Pharmaceutical Society of Australia president Chelsea Felkai said the changes will give people better access.
“This is an important vote of confidence in pharmacists across NSW, in our skills and expertise as part of the primary healthcare team,” she said.
However, the move was criticised by doctors groups, who called the change a “recipe for disaster” and a danger to patient safeguards.
President of the NSW Australian Medical Association Michael Bonning said the decision was rogue health policy that would erode patient safeguards and undermine the rigorous standards upheld by doctors.
“The state government’s approach misses the fundamental separation of prescriber and dispenser,” Dr Bonning said.
“That separation provides independence, safety, and best care for the patient.”

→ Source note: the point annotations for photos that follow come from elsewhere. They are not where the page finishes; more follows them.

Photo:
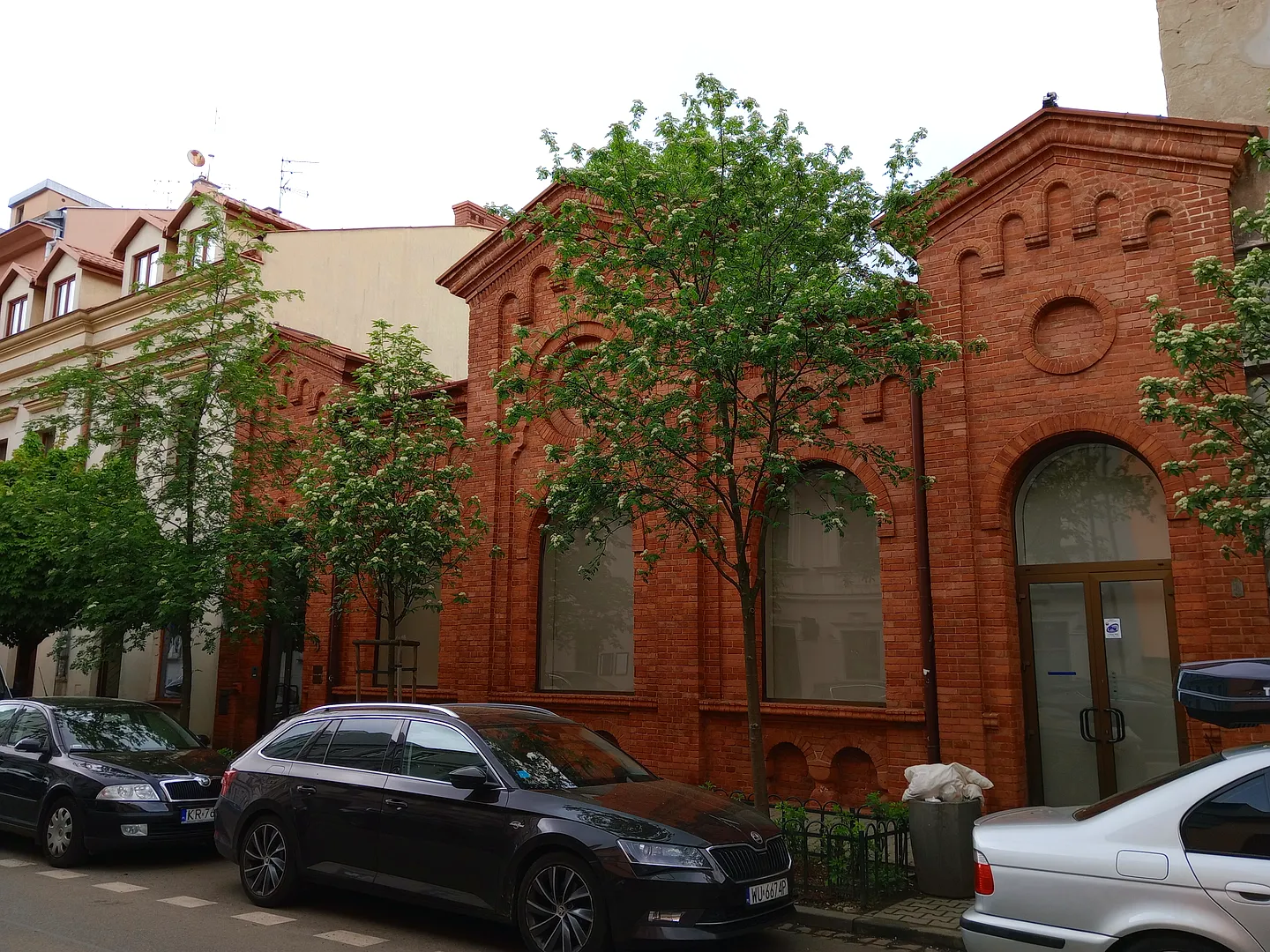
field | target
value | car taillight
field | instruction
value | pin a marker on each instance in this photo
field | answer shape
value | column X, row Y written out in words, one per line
column 983, row 883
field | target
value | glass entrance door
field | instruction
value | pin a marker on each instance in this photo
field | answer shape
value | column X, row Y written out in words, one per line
column 1099, row 663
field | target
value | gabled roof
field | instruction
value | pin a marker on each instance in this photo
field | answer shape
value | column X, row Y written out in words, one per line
column 494, row 254
column 23, row 238
column 88, row 260
column 158, row 217
column 60, row 190
column 16, row 271
column 260, row 216
column 1198, row 149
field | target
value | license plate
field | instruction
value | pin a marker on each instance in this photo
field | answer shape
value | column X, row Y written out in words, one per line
column 767, row 891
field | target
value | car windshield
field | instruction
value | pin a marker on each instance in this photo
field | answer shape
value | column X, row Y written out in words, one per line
column 560, row 755
column 121, row 729
column 1124, row 796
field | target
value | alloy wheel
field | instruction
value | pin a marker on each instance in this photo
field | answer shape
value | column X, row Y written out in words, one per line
column 58, row 831
column 560, row 911
column 265, row 859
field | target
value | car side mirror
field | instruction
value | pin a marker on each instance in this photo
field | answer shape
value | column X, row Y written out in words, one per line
column 32, row 746
column 469, row 777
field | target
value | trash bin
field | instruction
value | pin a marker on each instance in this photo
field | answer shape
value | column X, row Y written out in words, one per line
column 943, row 841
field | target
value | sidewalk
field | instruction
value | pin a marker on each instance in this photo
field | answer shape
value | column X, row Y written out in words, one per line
column 912, row 923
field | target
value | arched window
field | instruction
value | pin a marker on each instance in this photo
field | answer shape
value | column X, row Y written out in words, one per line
column 823, row 602
column 587, row 623
column 1091, row 502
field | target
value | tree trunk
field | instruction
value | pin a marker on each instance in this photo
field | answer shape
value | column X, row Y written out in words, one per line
column 394, row 651
column 25, row 668
column 187, row 669
column 753, row 695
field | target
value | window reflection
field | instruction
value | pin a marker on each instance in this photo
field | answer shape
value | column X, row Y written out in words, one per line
column 587, row 626
column 823, row 602
column 1091, row 502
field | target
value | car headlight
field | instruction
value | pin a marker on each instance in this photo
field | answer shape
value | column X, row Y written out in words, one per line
column 129, row 793
column 663, row 854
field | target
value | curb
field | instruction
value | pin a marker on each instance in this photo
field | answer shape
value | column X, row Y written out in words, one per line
column 875, row 926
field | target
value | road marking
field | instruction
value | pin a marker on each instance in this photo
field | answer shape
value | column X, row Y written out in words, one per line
column 265, row 918
column 349, row 938
column 120, row 886
column 187, row 902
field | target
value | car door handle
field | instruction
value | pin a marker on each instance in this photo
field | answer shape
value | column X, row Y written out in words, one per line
column 1249, row 893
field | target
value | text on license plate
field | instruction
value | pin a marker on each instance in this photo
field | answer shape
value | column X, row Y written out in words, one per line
column 767, row 891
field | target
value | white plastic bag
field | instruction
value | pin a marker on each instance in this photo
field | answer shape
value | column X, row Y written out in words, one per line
column 949, row 784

While the AMA supported mass vaccinations through pharmacies, expanding the role of pharmacists to treat UTIs, shingles, gastroenteritis, nausea, psoriasis and prescribing oral contraceptives was not acceptable, he said.
Dr Bonning questioned whether pharmacists could ever provide the same standards of investigation and documentation as GPs.
“GPs undergo years of training to provide the appropriate diagnosis and treatment for the conditions listed as part of this health policy reform.”
The Royal Australian College of General Practitioners called the move “madness” and “a recipe for disaster”.
“This isn’t a solution for patients, this is a solution for the pharmacy lobby,” RACGP president Karen Price said.
Pharmacists should be working as part of a team in a hospital or medical practice setting, rather than unsupervised retail spaces, she said.
Health Minister Brad Hazzard said the trial will reduce pressure on hospital emergency rooms, and see general practitioners have more appointments on offer for people with more serious ailments.
“It’s a cascading benefit,” he said.
“While some in the primary care sector have firm views on the role of pharmacists, their positive contribution to the management of the pandemic has demonstrated that they are able to deliver more,” Mr Hazzard said.
Already pharmacists can administer flu and COVID-19 vaccines, but will soon be able to jab arms for protection against hepatitis A and B, polio, typhoid, shingles and Japanese encephalitis.
The latter was detected for the first time in NSW earlier this year.
A Griffith man in his 70s died from the virus in a Sydney hospital in February.